ProxySG & Advanced Secure Gateway

 View Only
  • 1.  Bulk Lookup of URL Categorisation

    Posted Dec 05, 2017 10:57 AM
    I'm trying to tidy up a messy filtering policy on Proxy SG, including implementing a consistent filtering policy across all countries. At present we have a load of individual domains/URLs listed as exceptions due to an "unblock a web site" service request process we have. Many of these I've checked fall into categories I'm not planning to block going forward, such as advertising, and so I would like to clear these out. I'd like to avoid search every address on the WebPulse Site Review page to check what they are currently categorised as. Does anyone know a way to do a bulk lookup of these ?

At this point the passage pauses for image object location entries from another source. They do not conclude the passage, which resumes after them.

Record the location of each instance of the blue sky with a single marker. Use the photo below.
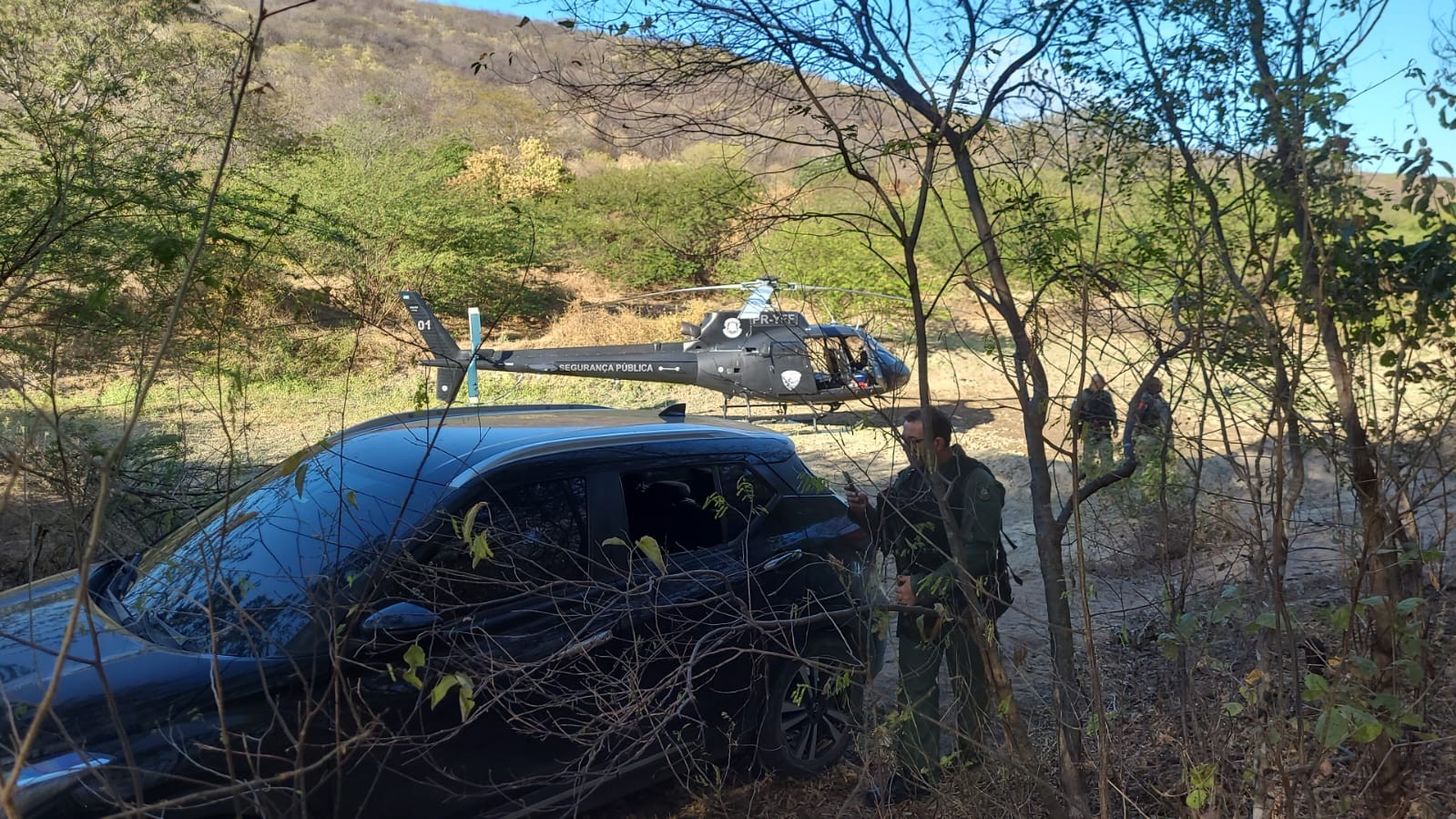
(1390, 108)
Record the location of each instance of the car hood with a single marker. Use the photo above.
(104, 659)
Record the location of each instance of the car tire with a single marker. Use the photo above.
(811, 712)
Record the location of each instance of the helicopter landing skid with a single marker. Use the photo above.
(784, 410)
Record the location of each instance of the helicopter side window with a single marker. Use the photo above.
(829, 362)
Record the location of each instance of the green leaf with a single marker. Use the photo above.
(413, 656)
(1368, 728)
(299, 476)
(649, 547)
(443, 688)
(293, 461)
(468, 525)
(1332, 728)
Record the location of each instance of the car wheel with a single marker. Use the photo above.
(811, 712)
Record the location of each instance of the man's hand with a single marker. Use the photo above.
(904, 592)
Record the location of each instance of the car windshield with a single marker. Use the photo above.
(261, 571)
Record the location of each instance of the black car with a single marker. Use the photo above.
(495, 611)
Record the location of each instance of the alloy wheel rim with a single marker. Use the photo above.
(814, 717)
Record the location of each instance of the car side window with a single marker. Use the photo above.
(522, 538)
(693, 506)
(746, 497)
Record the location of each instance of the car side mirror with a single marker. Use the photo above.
(398, 619)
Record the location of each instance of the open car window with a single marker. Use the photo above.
(510, 541)
(693, 506)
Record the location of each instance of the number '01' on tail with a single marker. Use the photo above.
(435, 335)
(449, 359)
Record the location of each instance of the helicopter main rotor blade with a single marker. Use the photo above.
(682, 291)
(788, 286)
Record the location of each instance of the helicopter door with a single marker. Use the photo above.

  • 2.  RE: Bulk Lookup of URL Categorisation

    Posted Dec 05, 2017 12:42 PM

    Hi Simon,

     

                 Easy way I could think of is to use a linux script to query the proxy to get the results and parse them accordingly. Manage to test the below with my lab proxy to find it able to pull it. Steps below

     

    Create a file called "urls.txt" will all the urls withe one per line

    • Enable HTTP-Console in ProxySG
    • Create a bash script "script.sh" with below content. Change the IP address to that of proxy's
    #!/bin/bash
    
    url="http://192.168.1.10:8081/ContentFilter/TestUrl"
    for i in $(cat urls.txt); do
        content="$(curl -u admin:admin -s "$url/$i" | grep Blue |sed -n -e 's/^.*Coat: //p')")"
        echo "$i" "$content" >> Output.txt
    done
    
    • Put script.sh and urls.txt in same directory.
    • Execute script by using ./script.sh (Assuming that chmod is used to set executable permission)
    • Output will be dumped in a file "Output.txt"

     

    My Lab testing gave me the output in below format with one url per line

    [root@localhost ~]# cat Output.txt
    http://www.google.com Search Engines/Portals
    https://www.yahoo.com Search Engines/Portals
    https://www.symantec.com Technology/Internet
    http://www.mathrubhumi.com News/Media
    http://edition.cnn.com News/Media
    http://www.playboy.com Adult/Mature Content; Entertainment

     

    Note: This script is made after a good amount of search in Google and my minimal knowledge on bash. This might or might not work as expected 



  • 3.  RE: Bulk Lookup of URL Categorisation

    Posted Dec 06, 2017 01:39 AM

    There is a small typo the script. Unable to edit the comment, so mentioning it below

     

    #!/bin/bash
    
    url="http://192.168.1.10:8081/ContentFilter/TestUrl"
    for i in $(cat urls.txt); do
        content="$(curl -u admin:admin -s "$url/$i" | grep Blue |sed -n -e 's/^.*Coat: //p')"
        echo "$i" "$content" >> Output.txt
    done

     

    Info which needs editing

     



  • 4.  RE: Bulk Lookup of URL Categorisation

    Posted Dec 06, 2017 08:01 AM

    Excellent, man thanks Arivind.

     



  • 5.  RE: Bulk Lookup of URL Categorisation

    Posted Dec 06, 2017 10:15 AM

    Hi Simon,

     

    Do share the feedback after trying with this.